Frank offers astute insight into what motivates the naïve and xenophobic Tea Ninnies aiming to “take our country back,” fearing burdensome, invasive regulation toward modest small business owners thus rallying for toothless oversight by the Federal Reserve, Treasury Department and SEC, much to the delight of fund managers at JP Morgan.

Frank delivers a seething survey of the “funhouse mirror of contemporary conservatism” where unions “oppress” workers and what’s left of the middle class became a cheering squad for paid-for politicians and the industrialist Koch Brothers, all aided by the stealth astro-turfing machinations of Dick Armey, and Glenn Beck’s socialist-baiting histrionics.

Democrats whistle as workplace unionism dwindles, while a bizarrely aloof President Obama capitulates and compulsively offers olive branches to Rep.

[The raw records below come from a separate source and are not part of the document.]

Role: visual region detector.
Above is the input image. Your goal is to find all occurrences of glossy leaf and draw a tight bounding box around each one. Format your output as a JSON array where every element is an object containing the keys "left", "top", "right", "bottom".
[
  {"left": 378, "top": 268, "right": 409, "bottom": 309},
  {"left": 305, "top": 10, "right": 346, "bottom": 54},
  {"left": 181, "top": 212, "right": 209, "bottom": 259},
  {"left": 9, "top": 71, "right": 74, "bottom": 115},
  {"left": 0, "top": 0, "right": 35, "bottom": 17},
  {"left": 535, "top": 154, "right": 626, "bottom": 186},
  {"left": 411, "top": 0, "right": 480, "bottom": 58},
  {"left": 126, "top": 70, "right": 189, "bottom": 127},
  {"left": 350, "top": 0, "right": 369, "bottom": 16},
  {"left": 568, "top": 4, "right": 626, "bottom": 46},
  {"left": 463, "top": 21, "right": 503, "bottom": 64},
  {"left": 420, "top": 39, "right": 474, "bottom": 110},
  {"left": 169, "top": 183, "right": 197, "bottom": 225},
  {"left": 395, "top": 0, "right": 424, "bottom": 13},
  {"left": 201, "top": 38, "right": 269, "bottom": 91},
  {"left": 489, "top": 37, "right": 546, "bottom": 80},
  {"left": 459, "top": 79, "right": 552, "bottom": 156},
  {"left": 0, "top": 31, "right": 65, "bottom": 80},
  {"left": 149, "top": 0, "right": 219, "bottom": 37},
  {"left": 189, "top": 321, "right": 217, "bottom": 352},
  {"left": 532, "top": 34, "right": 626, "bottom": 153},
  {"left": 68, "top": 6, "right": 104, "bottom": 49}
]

John Boehner and his bullies.

The last, chilling, four-page chapter, “Trample the Weak,” foresees a future where the market-minded moneyed interests, no longer fearing incorruptible government agencies, are free to call highways and parks--wasteful subsidies, and FEMA and Medicare are just the unfortunates’ power grab from big government.

This is not bedtime reading unless you enjoy getting both fired up and terrorized before bed.